Kotelnikov’s state-of-the-art methods have been instrumental to his team’s top performance in numerous international challenges including the Critical Assessment of protein Structure Prediction (CASP) competition — the same contest in which the Nobel Prize-winning AlphaFold system for protein 3D structure prediction was presented.
Physics and machine learning
At MIT, Kotelnikov is working with Amy Keating, the Jay A. Stein (1968) Professor of Biology, biology department head, and professor of biological engineering, to study protein structure, function, and interactions.
A recognized leader in the field, Keating employs both computational and experimental methods to study proteins, their interactions, as well as how this can impact disease. By infusing physics with machine learning, Kotelnikov’s goal is to advance modeling methods that can vastly inform applications such as cancer immunology and crop protection.
“Kotelnikov stands to gain a lot from working closely with wet lab researchers who are doing the experiments that will complement and test his predictions, and my lab will benefit from his experience developing and applying advanced computational analyses,” says Keating.
Kotelnikov is also planning to work with professors Tommi Jaakkola and Tess Smidt in MIT’s Department of Electrical Engineering and Computer Science to explore a field called geometric deep learning.

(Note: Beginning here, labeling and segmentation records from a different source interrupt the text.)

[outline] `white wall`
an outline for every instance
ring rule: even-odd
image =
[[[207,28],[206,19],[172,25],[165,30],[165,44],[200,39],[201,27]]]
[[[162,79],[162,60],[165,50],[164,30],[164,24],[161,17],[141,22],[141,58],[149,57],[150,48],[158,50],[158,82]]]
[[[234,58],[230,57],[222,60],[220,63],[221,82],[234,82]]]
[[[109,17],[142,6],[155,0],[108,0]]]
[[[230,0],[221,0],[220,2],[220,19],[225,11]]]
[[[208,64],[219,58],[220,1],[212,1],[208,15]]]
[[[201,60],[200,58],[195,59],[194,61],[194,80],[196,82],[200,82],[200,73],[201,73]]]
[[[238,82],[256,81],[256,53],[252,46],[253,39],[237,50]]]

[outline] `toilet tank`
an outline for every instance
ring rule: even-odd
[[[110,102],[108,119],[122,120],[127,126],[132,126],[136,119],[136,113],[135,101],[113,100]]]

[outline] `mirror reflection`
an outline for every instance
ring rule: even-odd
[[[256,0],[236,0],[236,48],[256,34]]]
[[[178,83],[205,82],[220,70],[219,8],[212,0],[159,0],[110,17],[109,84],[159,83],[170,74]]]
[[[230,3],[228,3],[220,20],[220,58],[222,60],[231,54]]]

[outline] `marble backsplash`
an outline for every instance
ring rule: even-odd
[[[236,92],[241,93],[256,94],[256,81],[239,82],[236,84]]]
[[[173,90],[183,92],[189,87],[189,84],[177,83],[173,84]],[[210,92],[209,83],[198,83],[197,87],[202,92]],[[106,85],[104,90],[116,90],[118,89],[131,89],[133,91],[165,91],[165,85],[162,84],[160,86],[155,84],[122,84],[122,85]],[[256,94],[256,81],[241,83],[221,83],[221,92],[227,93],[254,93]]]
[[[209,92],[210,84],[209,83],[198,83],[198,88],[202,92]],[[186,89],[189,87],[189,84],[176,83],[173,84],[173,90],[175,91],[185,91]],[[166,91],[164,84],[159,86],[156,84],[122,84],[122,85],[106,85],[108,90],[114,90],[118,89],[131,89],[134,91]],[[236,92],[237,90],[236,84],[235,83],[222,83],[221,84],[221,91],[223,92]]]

In particular, he aims to integrate physical and geometric knowledge about biomolecules into neural network architectures and learning procedures. This approach can significantly reduce the amount of data needed for learning, and improve the generalizability of resulting models.
Beyond the two departments, Kotelnikov is also excited to see how the diversity and interdisciplinary mix of MIT’s community will help him come up with ideas.
“When you’re building a model, you’re entering this imaginary world of assumptions and simplifications and it might feel challenging because of this disconnect with reality,” Kotelnikov says. “Being able to efficiently communicate with experimentalists is of high value.”